One bang and he goes: “I used to give my money to the motherfucking poor / but I don’t care about nothing anymore.” His gravely, whiskey-drenched, evil snarl of singing gives it all away. Beasts of Bourbon, right here and now. On “The beast I came to be” he makes it clear: “I came here on my own, out of the great unknown, this passion kept me going, to cul what I despise.” It doesn’t matter that all of the heavy songs are in the same arrangement and sound – a live show would be the same – and that it is hard to find out if one or two songs have gone by when in a pub drinking and this record is going by in the back. Because they all rock. Not like a rock band, but like a big hunk of stone. A stone as big that people would make a national monument out of it. And Australians really do. Yes, the riff of “Sleepwalker” sounds oddly familiar and so does the riff and melody of “Master and Slave”. Who cares? It is heavy, rough, with enough edges and teeth to chew you up and spit you out.
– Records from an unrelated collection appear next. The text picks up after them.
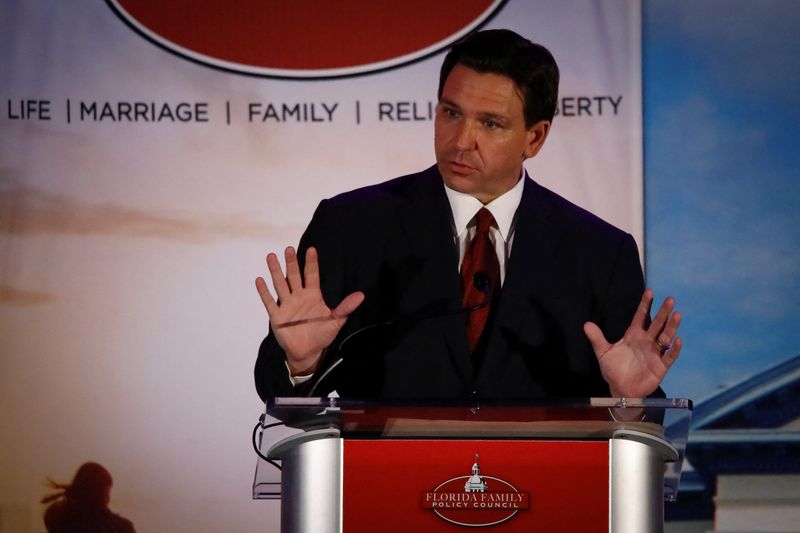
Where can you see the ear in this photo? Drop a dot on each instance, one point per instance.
(537, 134)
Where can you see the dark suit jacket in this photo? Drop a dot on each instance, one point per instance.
(394, 241)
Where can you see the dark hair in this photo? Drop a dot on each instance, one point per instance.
(530, 66)
(89, 487)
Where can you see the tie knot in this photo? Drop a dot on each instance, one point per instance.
(483, 221)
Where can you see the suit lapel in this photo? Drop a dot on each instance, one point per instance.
(427, 222)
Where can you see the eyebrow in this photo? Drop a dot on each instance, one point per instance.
(483, 115)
They might put two slower songs with a balladesque feeling in there, but their sentiments are betrayed by what is being sung: “Little animals”, the bemoaning of the fate of all those wonderful little animals is being ironized by contrasting the adjectives cuddly and friendly with tasty and useful. And does the line “they say it’s a new day, while the delay goes ahead, today was a replay, of the new day of the dead” sound exactly optimistic to you? On the final song they nevertheless round ‘em up with a cool round of thank you’s to all the good things and that includes drugs and alcohol as well as broken hearts and good times. A record ending song only tested by “Rest in peace” (from: “Black Milk” one of the most underrated Beasts-Albums of all time) for ten best songs ending a record. A song Mick Jagger and Keith Richards spent a decade in the Seventies trying to write but never managed because it seemed too simple.
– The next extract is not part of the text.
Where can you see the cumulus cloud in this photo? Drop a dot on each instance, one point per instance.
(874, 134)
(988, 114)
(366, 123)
Ten songs is all they need. Ten songs and not one more is enough to infuse me with a dose of energy as I haven’t had in a long time. Of course it is partly nostalgia, partly a reviving of lost youth and partly the dirt and grit that accumulated in my teet over the more than a decade that this band has been lost in a vortex. Why does it have to be a bunch of old men that gives me that kick rather than any kind of young band? (I have to be careful not to find myself inside that trunk and Tex Perkins and the guys explaining what they think of music critics with the help of some blunt implements.) Why do these men instantly feel respectable and honest and real as opposed to a run down fuck-all like Pete Doherty or the superficiality and hollowness of the current posterboy band? Well, I don’t care. I don’t care anymore. You want something from me, pay me a beer at least before you whine up your story.

The vinyl version has snake skin printing on the cover.